Leon casino, Director Rodney Ascher has taken on a vast task for his debut feature and he pulls the rabbit out of the hat repeatedly. Previously Ascher helmed several narrative shorts, and a doc short that found hidden meaning in the Screen Gems logo (The S From Hell, 2010).
“The style for S From Hell came together by using horror movie conventions to tell the story,” Ascher tells Free Press Houston in a phone interview. Likewise, his exploration into The Shining takes on a mystery conspiracy vibe as some of the trails are quite lucid and clear while others are obviously meant as jokes, even while expanding your knowledge of Kubrick the man. For instance, one theory about The Shining proposes that Kubrick covertly shot footage of the Apollo astronauts on the Moon in a studio. While that is far fetched, later in Room 237 we compare the graphic pattern of the carpet in The Shining with the outline of a Cape Kennedy launch pad, and you know what – they both look the same.

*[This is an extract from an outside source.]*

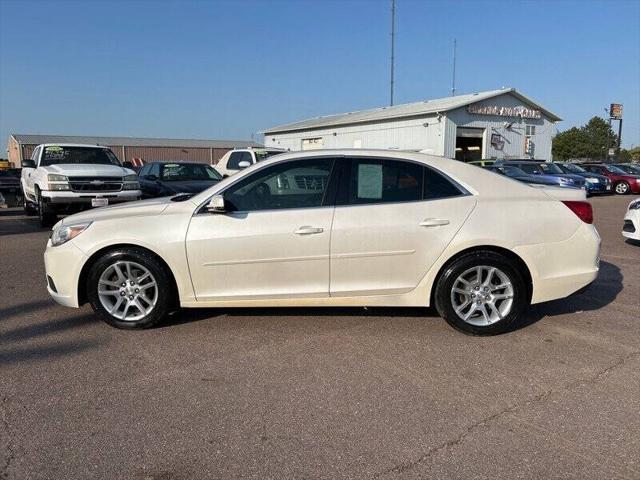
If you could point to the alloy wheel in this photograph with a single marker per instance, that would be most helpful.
(127, 290)
(482, 295)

Of course the Kubrick moon story is actually based on a French mockumentary from 2002 called Opération Lune that was made with cooperation from the Kubrick estate. (This mockumentary is also available on Youtube under the title Dark Side of the Moon.) “I wasn’t aware of that film until I started on pre-production for Room 237,” Ascher says. Obviously a working knowledge of The Shining is important, although Room 237 stands on its own as a film. Houston is fortunate in that the engagement of Room 237 is accompanied with screenings of The Shining at both the MFAH, in tandem with this weekend’s screenings of Room 237, and as part of the big screen classics series at the Alamo Drafthouse Vintage Park (10 pm. Saturday, April 13).
Room 237 explores rear projection studio film shots; the differences in Kubrick’s version and King’s version; the architecture of the Overlook Hotel, where the story takes place; and even themes of genocide both of the American Indians and during WWII. Does a piece of office furniture form a boner in one shot? Many clips from other Kubrick films as well as appropriate found footage pop up.

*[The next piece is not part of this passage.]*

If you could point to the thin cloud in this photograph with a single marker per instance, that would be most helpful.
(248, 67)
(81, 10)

And don’t forget a version of The Shining known as The Shining Forwards and Backwards (shown at a few film festivals) in which Kubrick’s film is, yes, projected forwards and backwards at the same time. “It’s an unusual juxtaposition and heavy thematically,” explains Ascher. “The Shining itself is like a black comedy in the first half, while the second half is a creepy tragedy.”
The opening shot of Room 237 shows Tom Cruise in Eyes Wide Shut standing in front of a marquee window looking at poster art and photos from The Shining. But already Ascher has an ace up his sleeve. In that shot Cruise is actually standing outside of a jazz club and Ascher has painted in images from The Shining instead of the poster and photos of Eyes Wide Shut pianist Nick Nightingale. Ascher laughs and reminds that Saul Bass designed The Shining poster.